La Commune peut compléter la protection assurée à certains éléments du paysage qui ne sont pas pris en compte par le Code de développement territorial. Elle peut surtout veiller (pro)activement à ce que la protection de ces éléments soit effective. Les plaintes de citoyens, envoyées aux éco-conseillers ou aux échevins, sont rarement suivies d’effet. Étant informés, il leur appartient pourtant d’assurer la défense de ces biens communs en assurant un suivi via une plainte formelle.

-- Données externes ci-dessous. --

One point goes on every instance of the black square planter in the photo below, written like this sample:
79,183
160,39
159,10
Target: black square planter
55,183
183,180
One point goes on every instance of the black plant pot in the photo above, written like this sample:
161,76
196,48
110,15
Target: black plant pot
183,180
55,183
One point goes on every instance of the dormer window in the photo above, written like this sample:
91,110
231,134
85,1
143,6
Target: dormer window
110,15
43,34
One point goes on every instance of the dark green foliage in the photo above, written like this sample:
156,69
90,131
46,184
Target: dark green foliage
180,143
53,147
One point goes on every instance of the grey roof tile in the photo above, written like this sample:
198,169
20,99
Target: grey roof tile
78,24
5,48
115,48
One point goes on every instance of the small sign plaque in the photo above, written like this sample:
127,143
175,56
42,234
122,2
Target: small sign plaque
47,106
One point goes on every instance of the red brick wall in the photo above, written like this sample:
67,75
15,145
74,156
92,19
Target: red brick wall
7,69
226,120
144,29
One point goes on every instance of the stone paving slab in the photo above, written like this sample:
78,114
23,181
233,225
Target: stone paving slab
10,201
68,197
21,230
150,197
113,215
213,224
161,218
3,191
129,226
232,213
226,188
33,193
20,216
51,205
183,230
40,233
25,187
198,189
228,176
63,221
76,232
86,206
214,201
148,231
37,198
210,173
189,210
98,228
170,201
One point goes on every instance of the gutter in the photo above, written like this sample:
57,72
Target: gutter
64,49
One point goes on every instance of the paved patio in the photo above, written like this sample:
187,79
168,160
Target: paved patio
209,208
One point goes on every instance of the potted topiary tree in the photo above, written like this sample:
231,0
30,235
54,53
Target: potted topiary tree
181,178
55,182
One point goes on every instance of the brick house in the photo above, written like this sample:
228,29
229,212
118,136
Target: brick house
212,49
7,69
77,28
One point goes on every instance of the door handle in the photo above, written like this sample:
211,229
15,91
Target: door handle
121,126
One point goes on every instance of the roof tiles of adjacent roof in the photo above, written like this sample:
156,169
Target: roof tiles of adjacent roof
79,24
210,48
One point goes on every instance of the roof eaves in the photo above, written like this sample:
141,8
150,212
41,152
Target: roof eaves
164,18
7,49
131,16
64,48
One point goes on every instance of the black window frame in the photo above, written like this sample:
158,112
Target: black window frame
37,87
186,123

La Nature, un enjeu fédérateur
Restaurer la biodiversité au départ des spécificités d’un territoire est mobilisateur et fédérateur comme l’illustre le succès de certains projets élaborés dans le cadre des PCDN. Il est cependant important que la commune ait une démarche cohérente et ait une approche transversale de la biodiversité, se limiter à un projet de communication ne convainc plus les citoyens. Il faut également soutenir la démarche plus participative, y mettre des moyens financiers et humains et éviter de l’instrumentaliser.